— Неужели вы отважитесь оспаривать их теперь?
— Теперь я и сам не знаю, есть ли предел моей отваге. Пощадите меня, вы же видите, я окончательно теряю голову.
— О, боже мой, — с горечью проговорила Валентина, — какие ужасные перемены произошли с вами за столь короткий срок. Неужели мне суждено было встретить вас таким, хотя всего сутки назад вы были спокойным и сильным?
— За эти сутки, — ответил Бенедикт, — я пережил целую вечность пыток, я боролся со всеми фуриями ада! Да, да, я и впрямь не тот, каким был сутки назад. Во мне пробудилась сатанинская ревность, неукротимая ненависть. Ах, Валентина, еще сутки назад я мог быть добродетельным, но ныне все переменилось.
— Друг мой, — испуганно произнесла Валентина, — вам нехорошо; расстанемся же скорее, этот разговор лишь усугубляет ваши муки. Подумайте сами… Бог мой, мне показалось, что за окном промелькнула тень!
— Ну и пусть, — спокойно ответил Бенедикт, приближаясь к окну, — разве не лучше в тысячу раз видеть вас убитой в моих объятиях, нежели видеть вас живой в объятиях другого? Но не волнуйтесь, все спокойно и тихо, сад по-прежнему пустынен. Послушайте, Валентина, — добавил он спокойным, но удрученным тоном, — я так несчастен. Вы захотели, чтобы я жил, и тем самым вы обрекли меня влачить тягчайшее бремя!

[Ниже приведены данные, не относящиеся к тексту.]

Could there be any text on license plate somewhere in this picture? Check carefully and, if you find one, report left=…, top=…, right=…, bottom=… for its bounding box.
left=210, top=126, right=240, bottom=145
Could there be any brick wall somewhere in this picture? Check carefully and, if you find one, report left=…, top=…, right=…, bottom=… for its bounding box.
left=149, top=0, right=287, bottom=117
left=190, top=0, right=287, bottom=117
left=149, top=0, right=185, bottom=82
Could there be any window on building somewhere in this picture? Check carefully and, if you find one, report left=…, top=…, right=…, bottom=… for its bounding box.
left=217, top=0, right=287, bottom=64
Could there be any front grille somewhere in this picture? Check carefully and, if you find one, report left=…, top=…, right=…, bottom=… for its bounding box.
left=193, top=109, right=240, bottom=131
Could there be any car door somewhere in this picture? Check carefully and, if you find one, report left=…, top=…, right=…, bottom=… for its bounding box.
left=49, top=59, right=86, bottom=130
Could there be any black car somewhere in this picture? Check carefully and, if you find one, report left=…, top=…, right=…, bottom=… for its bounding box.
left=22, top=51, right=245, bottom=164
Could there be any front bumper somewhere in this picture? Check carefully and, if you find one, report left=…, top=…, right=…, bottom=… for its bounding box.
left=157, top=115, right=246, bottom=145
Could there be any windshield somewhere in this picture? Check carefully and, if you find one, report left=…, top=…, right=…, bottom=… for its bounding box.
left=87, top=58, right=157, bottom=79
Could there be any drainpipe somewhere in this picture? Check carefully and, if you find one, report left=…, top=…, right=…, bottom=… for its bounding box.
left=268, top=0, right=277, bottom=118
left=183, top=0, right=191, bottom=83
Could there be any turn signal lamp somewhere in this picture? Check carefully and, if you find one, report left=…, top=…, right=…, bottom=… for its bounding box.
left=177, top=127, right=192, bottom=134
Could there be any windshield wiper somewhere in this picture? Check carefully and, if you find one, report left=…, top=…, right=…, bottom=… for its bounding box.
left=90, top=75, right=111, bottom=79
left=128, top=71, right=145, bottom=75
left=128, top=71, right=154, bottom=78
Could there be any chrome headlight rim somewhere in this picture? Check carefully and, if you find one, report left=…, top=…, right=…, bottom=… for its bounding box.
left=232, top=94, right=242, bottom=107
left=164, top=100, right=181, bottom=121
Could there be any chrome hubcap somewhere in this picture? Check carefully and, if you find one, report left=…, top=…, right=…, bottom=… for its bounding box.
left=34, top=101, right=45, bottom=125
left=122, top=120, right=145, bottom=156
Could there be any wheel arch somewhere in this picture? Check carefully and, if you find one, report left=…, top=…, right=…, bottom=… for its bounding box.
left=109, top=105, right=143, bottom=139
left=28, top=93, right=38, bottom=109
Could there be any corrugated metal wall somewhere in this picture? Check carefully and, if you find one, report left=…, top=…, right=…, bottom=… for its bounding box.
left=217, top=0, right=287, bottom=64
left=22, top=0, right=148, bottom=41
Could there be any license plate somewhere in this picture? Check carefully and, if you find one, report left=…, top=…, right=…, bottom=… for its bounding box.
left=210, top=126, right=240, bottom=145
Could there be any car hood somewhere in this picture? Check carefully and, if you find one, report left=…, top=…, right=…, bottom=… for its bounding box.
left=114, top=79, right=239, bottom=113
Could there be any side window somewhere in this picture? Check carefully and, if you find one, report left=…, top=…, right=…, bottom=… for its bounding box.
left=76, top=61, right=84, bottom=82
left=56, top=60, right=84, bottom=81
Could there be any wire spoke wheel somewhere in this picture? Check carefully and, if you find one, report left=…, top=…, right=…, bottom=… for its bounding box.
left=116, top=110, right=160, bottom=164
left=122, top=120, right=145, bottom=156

— Боже мой, вы упрекаете меня! — проговорила она. — Неблагодарный, разве не были мы счастливы целых пятнадцать месяцев?
— Да, мадам, мы были счастливы, но нам уже не знать счастья!
— К чему это мрачное пророчество? Какое же бедствие нам грозит?
— Ваш муж может увезти вас, он может разлучить нас навеки, и просто немыслимо, чтобы он этого не захотел.
— Но до сих пор его намерения были вполне миролюбивы! Если бы он хотел, чтобы я разделила его судьбу, разве не сделал бы он этого раньше? Я подозреваю, что ему не терпится закончить какие-то дела, неизвестные мне.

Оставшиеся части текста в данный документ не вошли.